SOLDIERS OF IDF VS ARAB TERRORISTS

SOLDIERS OF IDF VS ARAB TERRORISTS

Wednesday, April 19, 2017

Allies knew of Holocaust in 1942, 2 years before previously assumed, UN documents prove UK, US, Russia were aware of millions killed by Nazis, new book says, shedding damning light on refusal to take in refugees or try to halt slaughter

A May 1944 'selection' of Hungarian Jews on the ramp at Birkenau, where one-million Jews were murdered during the Holocaust (Wikimedia Commons)

Recently released documents show that the Allied forces were aware of the scale of the Holocaust some two years earlier than previously assumed. They did little to stop the deaths or rescue the victims.

The unsealed United Nations files show that the US, UK and Russia knew as early as December 1942 that two million Jews had been massacred and millions more were at risk of being killed, Britain’s Independent newspaper reported on Tuesday.

Despite that knowledge, the Allies did not accept refugees or take action to prevent the slaughter.

“The major powers commented [on the mass murder of Jews] two-and-a-half years before it is generally assumed,” Dan Plesch, author of the new book “Human Rights After Hitler,” told the Independent.

In December 1942, UK Foreign Secretary Anthony Eden told the British parliament, in a statement on behalf of the UK, the US and the Soviet governments, that the Nazis were in the process of exterminating the Jews.
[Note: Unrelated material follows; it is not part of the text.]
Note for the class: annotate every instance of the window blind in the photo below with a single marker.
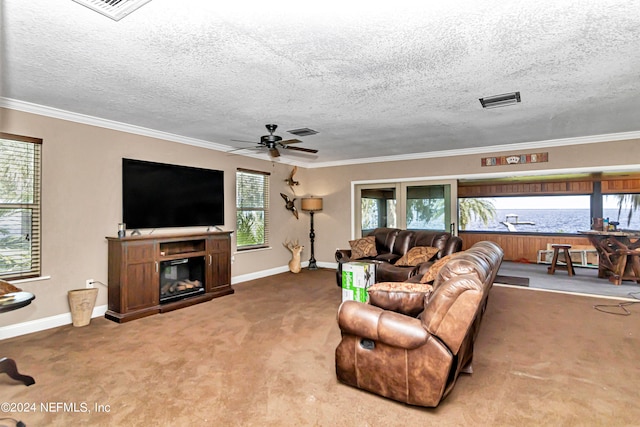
(20, 162)
(252, 209)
Eden said that a similar statement was also being read out in Moscow and Washington at the same time.

“The German authorities, not content with denying to persons of Jewish race in all the territories over which their barbarous rule extends, the most elementary human rights, are now carrying into effect Hitler’s oft-repeated intention to exterminate the Jewish people,” Eden said in the statement.

Plesch, a University of London researcher, said the Allies presumably learned of Nazi Germany’s actions “when they discovered the concentration camps, but they made this public comment in December 1942.”
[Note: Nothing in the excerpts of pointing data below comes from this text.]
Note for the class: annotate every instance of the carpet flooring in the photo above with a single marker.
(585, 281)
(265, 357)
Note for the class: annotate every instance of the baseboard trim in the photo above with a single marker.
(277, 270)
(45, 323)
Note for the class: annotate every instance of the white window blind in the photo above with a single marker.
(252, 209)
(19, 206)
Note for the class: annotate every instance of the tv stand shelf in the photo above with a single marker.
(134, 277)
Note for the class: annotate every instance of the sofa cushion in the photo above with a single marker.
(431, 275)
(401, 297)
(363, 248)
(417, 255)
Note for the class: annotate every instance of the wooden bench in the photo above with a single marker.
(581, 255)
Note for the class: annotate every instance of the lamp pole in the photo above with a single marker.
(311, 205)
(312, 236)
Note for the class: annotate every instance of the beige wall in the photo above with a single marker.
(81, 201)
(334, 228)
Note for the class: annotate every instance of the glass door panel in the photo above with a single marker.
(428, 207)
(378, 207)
Plesch reiterated the charge that the Allied powers did very little to save the Jews.

In March 1943, based on reports from Europe, the Archbishop of Canterbury William Temple, head of the Church of England, pleaded with the British government to accept Jewish refugees who were in danger of being massacred.

“In view of the massacres and starvation of Jews and others in enemy and enemy-occupied countries,” Temple wrote to the House of Lords, the government should offer its “fullest support for immediate measures, on the largest and most generous scale… for providing help and temporary asylum to persons in danger of massacre who are able to leave enemy and enemy-occupied countries.”

Yet Viscount Cranborne, a minister in prime minister Winston Churchill’s war cabinet, said that Britain was not in a position to accept large numbers of refugees, and that while the government sympathized with the situation, it had to take care of its own citizens first.

Plesch’s book is based on an archive from the now-defunct United Nations War Crimes Commission, which was sealed for 70 years. He said that it was through the intervention of Samantha Powers, former US ambassador to the UN, that he was able to access the files.

There are other proofs that the Allies knew the extent of the Holocaust already in 1942. For example, the Yad Vashem Holocaust memorial states in a report to the UN that “During 1942, reports of a Nazi plan to murder all the Jews – including details on methods, numbers, and locations – reached Allied and neutral leaders from many sources.”

However, Plesch said that the new research provides a “cartload of nails to hammer into the coffins” of Holocaust deniers.